We identify a new natural coalescent structure, which we call the seed-bank coalescent, that describes the gene genealogy of populations under the influence of a strong seed-bank effect, where “dormant forms” of individuals (such as seeds or spores) may jump a significant number of generations before joining the “active” population. Mathematically, our seed-bank coalescent appears as scaling limit in a Wright–Fisher model with geometric seed-bank age structure if the average time of seed dormancy scales with the order of the total population size $N$. This extends earlier results of Kaj, Krone and Lascoux [J. Appl. Probab. 38 (2011) 285–300] who show that the genealogy of a Wright–Fisher model in the presence of a “weak” seed-bank effect is given by a suitably time-changed Kingman coalescent.

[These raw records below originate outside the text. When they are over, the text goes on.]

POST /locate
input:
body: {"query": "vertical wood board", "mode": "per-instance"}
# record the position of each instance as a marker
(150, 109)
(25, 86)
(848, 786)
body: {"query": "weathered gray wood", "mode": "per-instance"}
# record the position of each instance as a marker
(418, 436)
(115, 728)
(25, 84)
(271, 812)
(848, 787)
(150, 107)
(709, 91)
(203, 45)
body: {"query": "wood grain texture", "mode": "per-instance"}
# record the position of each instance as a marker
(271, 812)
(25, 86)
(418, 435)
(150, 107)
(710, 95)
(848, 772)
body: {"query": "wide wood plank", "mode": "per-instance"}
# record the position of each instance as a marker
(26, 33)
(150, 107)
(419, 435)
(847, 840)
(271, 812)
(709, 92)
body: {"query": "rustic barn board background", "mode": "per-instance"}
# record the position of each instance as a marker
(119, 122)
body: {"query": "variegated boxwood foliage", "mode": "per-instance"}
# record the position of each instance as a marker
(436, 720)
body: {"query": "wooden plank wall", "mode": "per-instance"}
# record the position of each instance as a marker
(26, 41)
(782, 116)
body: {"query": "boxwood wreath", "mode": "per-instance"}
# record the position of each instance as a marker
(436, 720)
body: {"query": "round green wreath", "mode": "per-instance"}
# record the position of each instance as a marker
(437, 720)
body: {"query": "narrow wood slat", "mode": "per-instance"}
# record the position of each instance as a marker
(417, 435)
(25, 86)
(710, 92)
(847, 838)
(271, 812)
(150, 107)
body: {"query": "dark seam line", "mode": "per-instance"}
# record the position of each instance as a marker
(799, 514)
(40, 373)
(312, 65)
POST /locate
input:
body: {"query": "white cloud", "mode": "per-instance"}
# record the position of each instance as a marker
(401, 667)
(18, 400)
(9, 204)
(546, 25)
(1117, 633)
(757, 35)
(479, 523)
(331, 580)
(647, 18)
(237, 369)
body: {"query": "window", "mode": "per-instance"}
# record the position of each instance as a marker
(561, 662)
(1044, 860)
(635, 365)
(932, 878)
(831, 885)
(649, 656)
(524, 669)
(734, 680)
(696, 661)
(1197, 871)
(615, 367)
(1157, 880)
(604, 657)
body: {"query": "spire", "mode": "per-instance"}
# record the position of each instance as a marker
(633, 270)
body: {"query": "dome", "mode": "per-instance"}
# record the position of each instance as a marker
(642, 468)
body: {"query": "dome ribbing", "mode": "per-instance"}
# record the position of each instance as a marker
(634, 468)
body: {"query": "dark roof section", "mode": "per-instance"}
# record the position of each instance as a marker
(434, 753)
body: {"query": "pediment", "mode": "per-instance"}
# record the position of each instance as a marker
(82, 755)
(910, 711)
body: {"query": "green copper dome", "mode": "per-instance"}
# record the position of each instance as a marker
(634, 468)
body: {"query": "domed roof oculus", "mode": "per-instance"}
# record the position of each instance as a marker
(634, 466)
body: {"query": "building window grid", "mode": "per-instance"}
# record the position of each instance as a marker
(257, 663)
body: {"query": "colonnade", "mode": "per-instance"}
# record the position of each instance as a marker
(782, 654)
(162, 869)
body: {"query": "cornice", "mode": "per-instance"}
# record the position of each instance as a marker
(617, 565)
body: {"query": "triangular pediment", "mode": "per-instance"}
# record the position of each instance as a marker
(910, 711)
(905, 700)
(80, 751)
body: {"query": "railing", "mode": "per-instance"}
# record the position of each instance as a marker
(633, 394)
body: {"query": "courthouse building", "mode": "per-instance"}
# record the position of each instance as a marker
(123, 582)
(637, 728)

The qualitatively new feature of the seed-bank coalescent is that ancestral lineages are independently blocked at a certain rate from taking part in coalescence events, thus strongly altering the predictions of classical coalescent models. In particular, the seed-bank coalescent “does not come down from infinity,” and the time to the most recent common ancestor of a sample of size $n$ grows like $\log\log n$. This is in line with the empirical observation that seed-banks drastically increase genetic variability in a population and indicates how they may serve as a buffer against other evolutionary forces such as genetic drift and selection.